Figure 2. ERK3 phosphorylates SRC-3 at S857.

(A) ERK3 phosphorylates SRC-3 at the CID region in vitro. SRC-3Flag protein was expressed in Sf9 cells and purified using anti-Flag beads. The N-terminal basic helix-loop-helix domain-containing region of SRC-3 (aa 1–320), serine/threonine-rich region (S/T; aa 321–580), receptor interaction domain-containing region (aa 581–840; lane 5), CID region (aa 841–1080), and histone acetyltransferase domain-containing region (HAT; aa 1081–1424) were expressed as GST-fusion proteins in E. coli. In vitro kinase assay was performed by incubating purified SRC-3Flag (lane 7) or GSTSRC-3 fragment proteins (see Coomassie staining) with purified ERK3 kinase. ERK3 autophosphorylation (arrow, lane 7) and phosphorylation of the substrates (arrowheads, lane 5 and 7) are shown in the autoradiograph in the right panel. (B) ERK3 phosphorylates SRC-3 at S857 within the CID region in vitro.
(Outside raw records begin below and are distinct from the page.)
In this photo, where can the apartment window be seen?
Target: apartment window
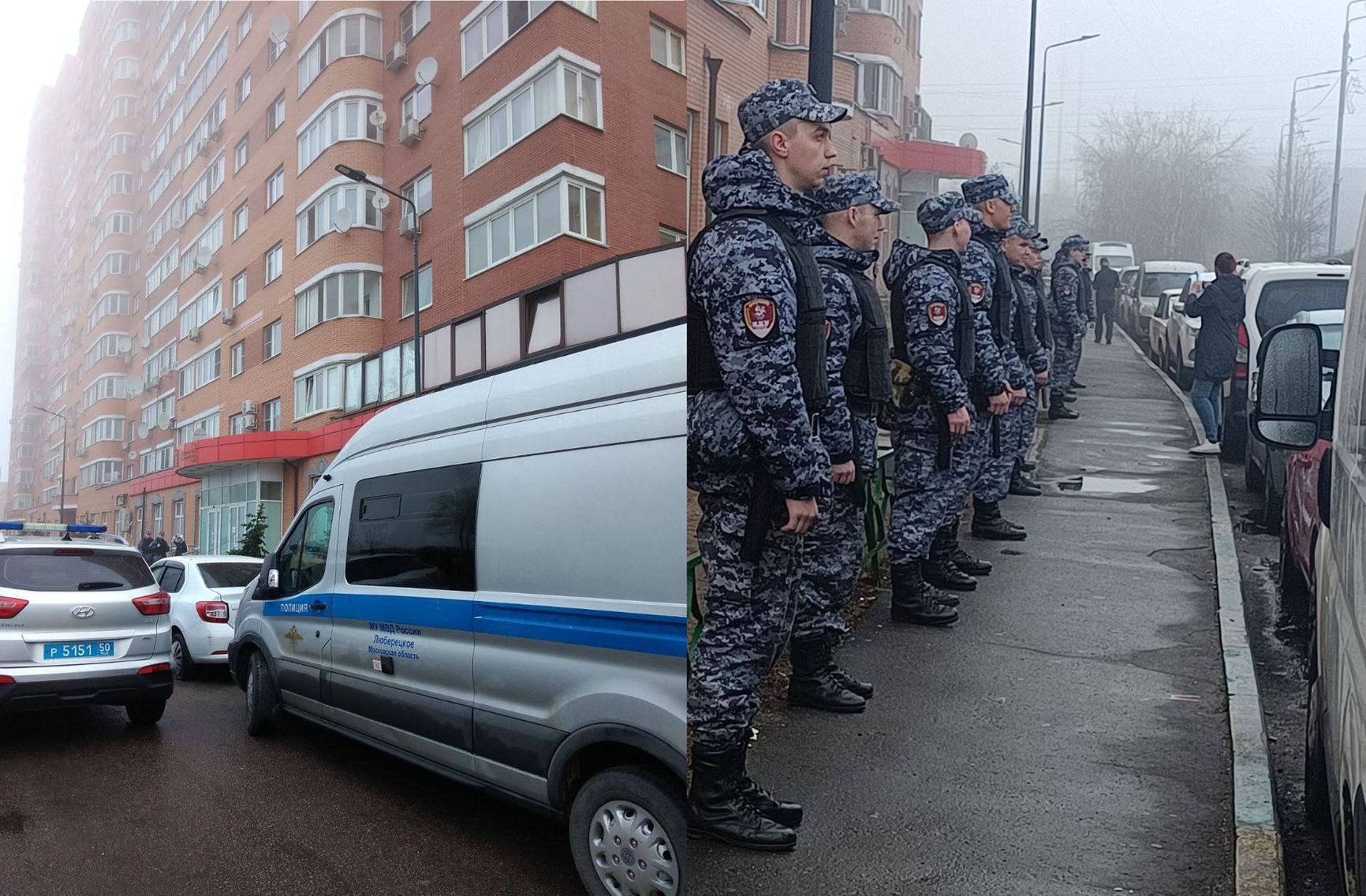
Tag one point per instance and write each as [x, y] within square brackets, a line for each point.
[271, 339]
[670, 147]
[347, 119]
[319, 391]
[274, 188]
[667, 47]
[424, 289]
[346, 294]
[560, 89]
[271, 416]
[274, 263]
[565, 205]
[274, 115]
[412, 20]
GST, GSTCID, and GSTCIDS857A proteins (see Coomassie staining) were incubated with either purified active ERK3 protein or ERK3KD protein. The arrow and arrowhead indicate ERK3 autophosphorylation and GSTCID phosphorylation, respectively. (C) Knockdown of ERK3 decreases SRC-3 phosphorylation at S857 in H1299 cells. ERK3 was knocked down by transfecting cells with ERK3 siRNA or by transducing cells with lentiviruses expressing ERK3 shRNA. SRC-3 phosphorylation at S857 was analyzed by Western blotting using an Ab that specifically recognizes phosphorylated S857.